Elimination of genes with a mean expression value below 0.5.
-
2.
Exclusion of genes with uniform expression across all five breast cancer subtypes, indicating low variance.
-
3.
Detection of outliers. To identify outliers, our pipeline utilizes hierarchical clustering of the samples based on their expression profiles within the R environment (version 3.6)29.
Primary ceRNA networks
In the second step of the Pre_CLM_BCS pipeline, we construct a primary ceRNA network named \(P^{C} = \left( {N^{C} ,E^{C} } \right)\) for each breast cancer subtype \(C \in BCS\) using gene expression data from dataset \(\Delta^{C}\). Here, \(N^{C} \) represents the collection of mRNAs, lncRNAs, and circRNAs in the dataset as nodes. The set of edges (interactions) in this network is defined as \( E^{C}\), where each edge between two RNAs from set \(N^{C}\) indicates their interaction30. To identify these interactions, we utilize the Pearson correlation coefficient (PCC) for the gene expression dataset \(\Delta^{C}.\)

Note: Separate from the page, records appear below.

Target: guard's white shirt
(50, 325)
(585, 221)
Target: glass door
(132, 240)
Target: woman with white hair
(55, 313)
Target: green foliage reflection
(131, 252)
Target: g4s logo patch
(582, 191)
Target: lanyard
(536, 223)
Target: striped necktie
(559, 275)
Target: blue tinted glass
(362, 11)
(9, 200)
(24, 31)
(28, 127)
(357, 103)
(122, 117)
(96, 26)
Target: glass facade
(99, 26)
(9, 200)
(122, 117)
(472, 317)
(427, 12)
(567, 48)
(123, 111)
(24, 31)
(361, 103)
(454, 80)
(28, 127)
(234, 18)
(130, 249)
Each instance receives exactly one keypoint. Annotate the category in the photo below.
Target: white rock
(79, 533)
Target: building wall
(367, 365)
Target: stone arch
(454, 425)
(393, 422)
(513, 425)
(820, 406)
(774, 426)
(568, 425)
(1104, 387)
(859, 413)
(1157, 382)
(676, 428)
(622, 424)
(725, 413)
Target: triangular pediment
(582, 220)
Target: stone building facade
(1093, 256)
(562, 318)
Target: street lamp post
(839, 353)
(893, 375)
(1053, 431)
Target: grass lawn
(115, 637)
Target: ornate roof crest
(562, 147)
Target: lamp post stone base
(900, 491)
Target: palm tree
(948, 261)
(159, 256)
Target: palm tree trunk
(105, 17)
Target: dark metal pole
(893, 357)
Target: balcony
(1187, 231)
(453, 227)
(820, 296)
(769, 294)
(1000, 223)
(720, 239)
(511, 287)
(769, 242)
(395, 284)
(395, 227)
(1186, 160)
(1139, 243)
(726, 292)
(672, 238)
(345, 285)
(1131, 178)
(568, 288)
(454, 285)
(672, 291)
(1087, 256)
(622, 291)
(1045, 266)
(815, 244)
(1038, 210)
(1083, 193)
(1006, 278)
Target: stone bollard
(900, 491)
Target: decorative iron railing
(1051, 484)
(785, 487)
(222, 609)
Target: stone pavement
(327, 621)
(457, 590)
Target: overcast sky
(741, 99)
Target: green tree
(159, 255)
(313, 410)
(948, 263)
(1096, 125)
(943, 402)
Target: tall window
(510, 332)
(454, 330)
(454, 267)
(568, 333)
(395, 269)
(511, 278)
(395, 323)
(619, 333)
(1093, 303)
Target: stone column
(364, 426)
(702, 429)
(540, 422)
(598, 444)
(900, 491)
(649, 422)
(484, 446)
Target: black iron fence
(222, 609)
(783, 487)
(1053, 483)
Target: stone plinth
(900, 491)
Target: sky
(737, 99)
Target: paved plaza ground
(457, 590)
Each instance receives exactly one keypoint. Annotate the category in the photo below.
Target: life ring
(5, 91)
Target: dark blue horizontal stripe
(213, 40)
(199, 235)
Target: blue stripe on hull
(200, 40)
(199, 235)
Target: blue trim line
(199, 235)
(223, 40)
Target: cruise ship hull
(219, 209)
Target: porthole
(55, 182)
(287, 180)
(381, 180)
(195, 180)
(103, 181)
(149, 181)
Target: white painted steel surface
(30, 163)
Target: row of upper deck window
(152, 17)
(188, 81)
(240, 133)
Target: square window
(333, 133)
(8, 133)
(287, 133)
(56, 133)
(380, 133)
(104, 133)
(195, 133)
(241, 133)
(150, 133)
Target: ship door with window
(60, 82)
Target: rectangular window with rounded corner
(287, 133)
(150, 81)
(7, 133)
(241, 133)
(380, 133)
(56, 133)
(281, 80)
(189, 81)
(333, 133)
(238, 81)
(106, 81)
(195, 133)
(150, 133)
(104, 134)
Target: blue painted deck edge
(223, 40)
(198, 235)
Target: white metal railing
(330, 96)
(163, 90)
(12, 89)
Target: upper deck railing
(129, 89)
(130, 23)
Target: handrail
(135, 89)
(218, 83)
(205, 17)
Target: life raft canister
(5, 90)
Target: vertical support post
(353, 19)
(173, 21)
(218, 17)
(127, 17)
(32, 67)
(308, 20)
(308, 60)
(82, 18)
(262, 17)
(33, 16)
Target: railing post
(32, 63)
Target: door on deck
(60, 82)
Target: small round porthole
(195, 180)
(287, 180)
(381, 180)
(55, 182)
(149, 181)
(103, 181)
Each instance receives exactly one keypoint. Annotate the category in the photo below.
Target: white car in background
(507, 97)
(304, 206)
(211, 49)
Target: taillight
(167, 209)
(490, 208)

Our approach for constructing a primary ceRNA network is rooted in the ceRNA regulatory model. According to this model, lncRNAs and circRNAs compete with miRNAs, resulting in opposing effects on mRNA expression31,32. Therefore, when the expression of an miRNA increases, there is a corresponding decrease in the levels of lncRNAs, mRNAs, and circRNAs. This competition weakens the positive correlation among miRNAs, lncRNAs, and mRNAs33,34.
Consequently, a simultaneous increase in mRNA expression along with either lncRNA or circRNA implies the potential downregulation of a specific miRNA. To explore interactions as edges in the primary ceRNA network \(P^{C}\) among lncRNAs and mRNAs, we utilize the miRTarBase and TarBase databases to access experimentally verified mRNA–miRNA interactions.35,36 We also extract experimentally verified mRNA–miRNA interactions from the miRTarBase database.
To predict interactions as edges among the union of mRNAs and lncRNAs in the set \(N^{C}\), following the ceRNA regulatory model, we compute the PCC on the gene expression data of the RNAs, extracting their interactions from the miRTarBase and TarBase databases. In other words, assuming there is a documented interaction between miRNA A and both mRNA B and lncRNA C in the databases, we predict an edge between mRNA B and lncRNA C if the gene expression data shows a negative PCC between miRNA A and mRNA B, as well as between miRNA A and lncRNA C. Simultaneously, there should be a positive PCC between the gene expression data of mRNA B and lncRNA C. Therefore, in cases where lncRNAs and miRNAs share a common miRNA, as indicated in the mentioned databases, we forecast potential interaction between them.
Due to the absence of experimental interaction data between circRNAs and miRNAs, we predict interactions among circRNAs or between circRNAs and mRNAs solely based on the PCC. In other words, to infer the interactions between circRNAs and mRNAs, we calculate the PCC for each pairing of circRNAs with miRNAs, mRNAs with miRNAs, and circRNAs with mRNAs. We predict an interaction between a circRNA and an mRNA when there is a positive PCC between their gene expression data, as well as a negative PCC between the gene expression data of the circRNA and a miRNA, as well as between the mRNA and that miRNA.
For both the scenarios: negative PCC values between microRNAs with lncRNAs, mRNAs, and circRNAs, and positive PCC values among lncRNAs, mRNAs, and circRNAs pairings, a stringent threshold of an absolute PCC surpassing 0.4 and a p value beneath 0.05 is instated for statistical robustness. Meanwhile, we remove RNAs from the set \(N^{C}\) if they lack edges connecting them to other RNAs.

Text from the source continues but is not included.